The Guardian reports Boeing will pay $200 million to settle charges that it misled investors and the former Boeing chief Dennis Muilenburg has agreed to pay $1 million.
“In times of crisis and tragedy, it is especially important that public companies and executives provide full, fair, and truthful disclosures to the markets. The Boeing Company and its former CEO, Dennis Muilenburg, failed in this most basic obligation,” the Securities and Exchange Commission (SEC) chair, Gary Gensler, said.
The two fatal 737 Max jets took 346 people’s lives, led to the grounding of the Max fleet and investigations around the world.
The SEC has been investigating statements made by the company and by its former chief executive. Boeing investors lost billions after the crashes and the SEC is tasked with enforcing rules that force companies to disclose information that could affect their share price.
In 2021 Boeing was fined $2.5 billion by the justice department after being charged with fraud and conspiracy in connection with the two crashes.
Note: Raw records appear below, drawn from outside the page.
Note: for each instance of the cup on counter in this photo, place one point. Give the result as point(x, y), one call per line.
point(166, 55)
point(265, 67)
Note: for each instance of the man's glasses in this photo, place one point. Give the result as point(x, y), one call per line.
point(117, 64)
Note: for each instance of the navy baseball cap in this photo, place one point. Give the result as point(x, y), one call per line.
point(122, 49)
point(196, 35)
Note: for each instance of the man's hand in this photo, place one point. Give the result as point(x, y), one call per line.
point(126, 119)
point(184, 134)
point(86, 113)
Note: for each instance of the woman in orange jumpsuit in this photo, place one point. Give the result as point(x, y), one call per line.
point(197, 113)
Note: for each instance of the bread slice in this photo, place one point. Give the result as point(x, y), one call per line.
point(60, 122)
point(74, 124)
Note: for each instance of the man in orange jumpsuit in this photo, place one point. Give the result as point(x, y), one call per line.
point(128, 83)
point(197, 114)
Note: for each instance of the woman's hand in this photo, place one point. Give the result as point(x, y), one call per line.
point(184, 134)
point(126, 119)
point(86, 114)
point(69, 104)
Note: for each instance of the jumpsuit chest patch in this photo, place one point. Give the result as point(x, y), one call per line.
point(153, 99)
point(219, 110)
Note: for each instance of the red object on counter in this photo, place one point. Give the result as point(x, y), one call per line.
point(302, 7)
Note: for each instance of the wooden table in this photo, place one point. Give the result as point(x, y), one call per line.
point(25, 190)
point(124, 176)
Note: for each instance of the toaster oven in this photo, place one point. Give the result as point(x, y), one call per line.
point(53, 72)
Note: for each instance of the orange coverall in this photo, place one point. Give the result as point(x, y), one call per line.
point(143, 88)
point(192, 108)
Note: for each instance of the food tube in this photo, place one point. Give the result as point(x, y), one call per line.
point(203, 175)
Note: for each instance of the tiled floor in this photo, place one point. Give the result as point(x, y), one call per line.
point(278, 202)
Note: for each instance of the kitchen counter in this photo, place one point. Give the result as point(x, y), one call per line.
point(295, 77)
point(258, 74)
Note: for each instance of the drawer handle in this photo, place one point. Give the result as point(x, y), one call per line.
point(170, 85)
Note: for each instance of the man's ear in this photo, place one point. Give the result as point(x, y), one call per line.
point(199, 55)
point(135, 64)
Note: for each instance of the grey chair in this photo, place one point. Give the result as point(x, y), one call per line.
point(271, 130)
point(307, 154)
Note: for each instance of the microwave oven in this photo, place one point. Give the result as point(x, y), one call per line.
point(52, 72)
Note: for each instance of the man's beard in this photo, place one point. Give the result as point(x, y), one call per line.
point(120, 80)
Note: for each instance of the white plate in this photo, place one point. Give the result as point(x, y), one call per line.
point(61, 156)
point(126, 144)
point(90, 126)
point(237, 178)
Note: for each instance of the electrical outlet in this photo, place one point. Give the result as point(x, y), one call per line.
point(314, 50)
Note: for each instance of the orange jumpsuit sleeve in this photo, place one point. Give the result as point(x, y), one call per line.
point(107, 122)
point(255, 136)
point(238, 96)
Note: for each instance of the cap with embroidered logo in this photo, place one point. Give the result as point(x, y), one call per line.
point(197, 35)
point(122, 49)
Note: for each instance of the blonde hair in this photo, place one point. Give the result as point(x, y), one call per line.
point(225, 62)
Investigators alleged that a former Boeing pilot misled air-safety regulators about how the Max’s flight-control system worked.
U.S. authorities said the company had engaged “in an effort to cover up their deception” and chose “the path of profit over candor by concealing material information.”
Boeing said it has made “broad and deep changes across our company in response to those accidents” to improve safety and quality, the Associated Press reported.